If you try to piece this together on your own, you’ll spend time coordinating transport, booking winery tours, and securing admissions. The convenience of a ready-made route is a real cost-saver.

Where the math can swing against you is if you’re traveling solo but the group rate assumes up to 2. If you can bring a partner or friend, the per-person value tends to feel much better.

Should you book Burgundy Wine & Cheese Tasting Private Day Trip?

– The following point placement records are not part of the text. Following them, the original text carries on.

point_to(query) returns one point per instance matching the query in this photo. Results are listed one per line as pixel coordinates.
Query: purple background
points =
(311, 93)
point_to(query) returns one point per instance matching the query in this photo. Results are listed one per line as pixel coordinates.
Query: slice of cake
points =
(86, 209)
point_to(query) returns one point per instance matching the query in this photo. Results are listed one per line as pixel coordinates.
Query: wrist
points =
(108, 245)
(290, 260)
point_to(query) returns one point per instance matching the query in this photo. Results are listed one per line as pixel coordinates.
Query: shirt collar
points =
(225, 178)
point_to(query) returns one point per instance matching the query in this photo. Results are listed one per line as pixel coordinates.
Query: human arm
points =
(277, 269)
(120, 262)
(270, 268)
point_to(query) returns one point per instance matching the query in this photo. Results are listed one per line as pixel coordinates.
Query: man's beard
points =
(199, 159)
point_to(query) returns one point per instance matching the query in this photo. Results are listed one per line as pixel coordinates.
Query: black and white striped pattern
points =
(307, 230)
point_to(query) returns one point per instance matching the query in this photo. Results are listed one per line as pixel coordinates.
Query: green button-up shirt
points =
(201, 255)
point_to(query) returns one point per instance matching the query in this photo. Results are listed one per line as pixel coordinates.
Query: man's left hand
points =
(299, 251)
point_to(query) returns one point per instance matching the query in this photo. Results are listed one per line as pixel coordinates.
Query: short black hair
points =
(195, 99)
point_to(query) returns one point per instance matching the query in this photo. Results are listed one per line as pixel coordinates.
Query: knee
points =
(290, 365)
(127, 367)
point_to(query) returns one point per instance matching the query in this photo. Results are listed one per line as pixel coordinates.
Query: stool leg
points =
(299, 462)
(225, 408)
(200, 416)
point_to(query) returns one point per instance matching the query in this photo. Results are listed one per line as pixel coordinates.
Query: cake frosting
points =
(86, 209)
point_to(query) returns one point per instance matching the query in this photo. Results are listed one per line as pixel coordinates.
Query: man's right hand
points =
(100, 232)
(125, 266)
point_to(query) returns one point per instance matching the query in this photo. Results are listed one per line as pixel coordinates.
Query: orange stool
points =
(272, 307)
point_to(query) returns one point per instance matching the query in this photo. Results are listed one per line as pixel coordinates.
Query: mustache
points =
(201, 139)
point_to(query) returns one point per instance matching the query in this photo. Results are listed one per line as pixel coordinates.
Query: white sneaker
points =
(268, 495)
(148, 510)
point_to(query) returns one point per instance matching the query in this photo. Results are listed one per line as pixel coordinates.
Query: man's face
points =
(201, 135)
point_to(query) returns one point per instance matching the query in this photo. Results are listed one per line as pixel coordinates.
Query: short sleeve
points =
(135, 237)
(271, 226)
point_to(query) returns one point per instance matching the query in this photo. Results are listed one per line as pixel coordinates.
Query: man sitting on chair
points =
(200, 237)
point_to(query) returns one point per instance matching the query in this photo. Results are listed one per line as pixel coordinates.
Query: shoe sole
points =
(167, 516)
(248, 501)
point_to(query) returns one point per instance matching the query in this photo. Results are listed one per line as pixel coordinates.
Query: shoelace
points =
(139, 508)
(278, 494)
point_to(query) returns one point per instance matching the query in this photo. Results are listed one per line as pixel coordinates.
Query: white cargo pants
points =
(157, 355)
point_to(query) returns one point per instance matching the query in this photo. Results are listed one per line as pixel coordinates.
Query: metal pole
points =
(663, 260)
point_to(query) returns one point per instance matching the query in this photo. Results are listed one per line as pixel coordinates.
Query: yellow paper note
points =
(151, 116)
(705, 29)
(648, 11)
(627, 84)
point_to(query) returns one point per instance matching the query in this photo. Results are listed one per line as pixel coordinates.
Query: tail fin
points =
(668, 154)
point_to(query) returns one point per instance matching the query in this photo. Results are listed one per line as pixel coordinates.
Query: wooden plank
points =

If you’re after a guided, structured Burgundy day—and you want Chablis, Beaune, and Pommard in one shot—this is an easy yes to consider. I like that the tastings are designed to teach you categories (not just random sips), and I like that you get a cultural anchor in Beaune with the Hotel-Dieu museum.

My booking advice:

  • If you’re a Burgundy beginner, book it and go in hungry for learning, not just shopping bottles.
  • If you’re already a wine geek, you’ll still benefit from the classification walk-through, but bring a few specific questions about what you taste at each level (Petit Chablis vs Premier Cru vs Grand Cru, and how that shows up on Pinot Noir in Pommard).
  • If you tend to get overwhelmed by long days, go in with a plan to pace: water during the tastings, slow bites, and don’t try to “outdrink” the schedule.

Overall: this is a well-built wine-and-food education day, with the logistics handled and a real sense that you’re following Burgundy’s ideas, not just its roads.

FAQ

How long is the Burgundy wine and cheese private day trip?

It runs about 12 hours.

What’s the group size for this private tour?

It’s a private tour for your group, up to 2 people.

Does the tour include pickup from Paris-area hotels or apartments?

Yes. Pickup is offered, and you should be ready in the lobby of your hotel or downstairs of your Airbnb at 7:30 am.

How many wine tastings are included?

You’ll have 15-plus tastings, including guided tastings with cheese at the Chablis stops and a guided tasting at Château de Pommard.

Is lunch included?

No. Lunch at a restaurant in Chablis village or Beaune is not included.

What’s included besides wine tastings?

Bottled water is included, along with guided visits and tastings at the winery stops, plus tickets to Hotel-Dieu Beaune (Hospices de Beaune).

Will I get English-speaking guidance?

The tour is offered in English.

Are service animals allowed?

Yes, service animals are allowed.

Can I cancel for a full refund?

Yes. You can cancel up to 24 hours in advance for a full refund.